Özgen Arslan Solmaz1, Abdullah Böyük2, Hayreddin Yekeler1, Oktay Banlı2

1Elazığ Eğitim ve Araştırma Hastanesi, Patoloji, Elazığ
2Elazığ Eğitim ve Araştırma Hastanesi Cerrahi Kliniği, Elazığ

Özet

Amaç: Uygulaması basit, maliyeti düşük ve minimal invaziv bir yöntem olduğu için ince iğne aspirasyon sitolojisi, fizik muayene ve mamografik incelemenin yanı sıra, üçlü tanısal yaklaşımın (triple test) bir parçası olarak kabul edilmiştir . Tanısal doğruluk oranı %50-95 arasında değişir ancak üçlü tanısal yaklaşımla birlikte bu oran %100'e ulaşır.
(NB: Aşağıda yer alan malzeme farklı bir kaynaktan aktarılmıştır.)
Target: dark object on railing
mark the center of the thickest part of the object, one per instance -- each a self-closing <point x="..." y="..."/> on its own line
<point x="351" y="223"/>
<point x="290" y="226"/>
Çalışmamızda, değerlendirdiğimiz meme ince iğne aspirasyon sitolojisi ile bu olguların histopatolojik sonuçlarını retrospektif olarak tekrar değerlendirerek, başarı oranlarımızı, yaptığımız hataları ve nedenlerini literatür eşliğinde tartışmayı amaçladık.

Hastalar ve Yöntem: Patoloji kliniğine gelen ve biyopsileri de kliniğimiz tarafından değerlendirilmiş 50 adet olgu çalışmaya alındı. Toplam 50 adet palpabl meme lezyonundan yapılan İİAS'nde, 8 adet spesmen nondiagnostik, 21 adet spesmen benign, 6 adet spesmen malignite yönünden kuşkulu, 15 adet spesmen ise malign olarak rapor edildi.

Bulgular: Duyarlılık %100, özgüllük %95, pozitif prediktif değer %93 ve negatif prediktif değer %100, yanlış pozitif oranı %2,3, yanlış negatif oranı %0 olarak hesaplandı. Testin doğruluk oranı %97 dir.

Sonuç: Sonuç olarak, çalışmamızdaki veriler ve literatür bilgilerinin ışığı altında üçlü tanısal yaklaşımın bir parçası olan İİAS, deneyimli bir klinisyen ve patoloğun elinde vazgeçilmez bir tanı yöntemi olacak ve gereksiz cerrahi girişimleri önleyecektir.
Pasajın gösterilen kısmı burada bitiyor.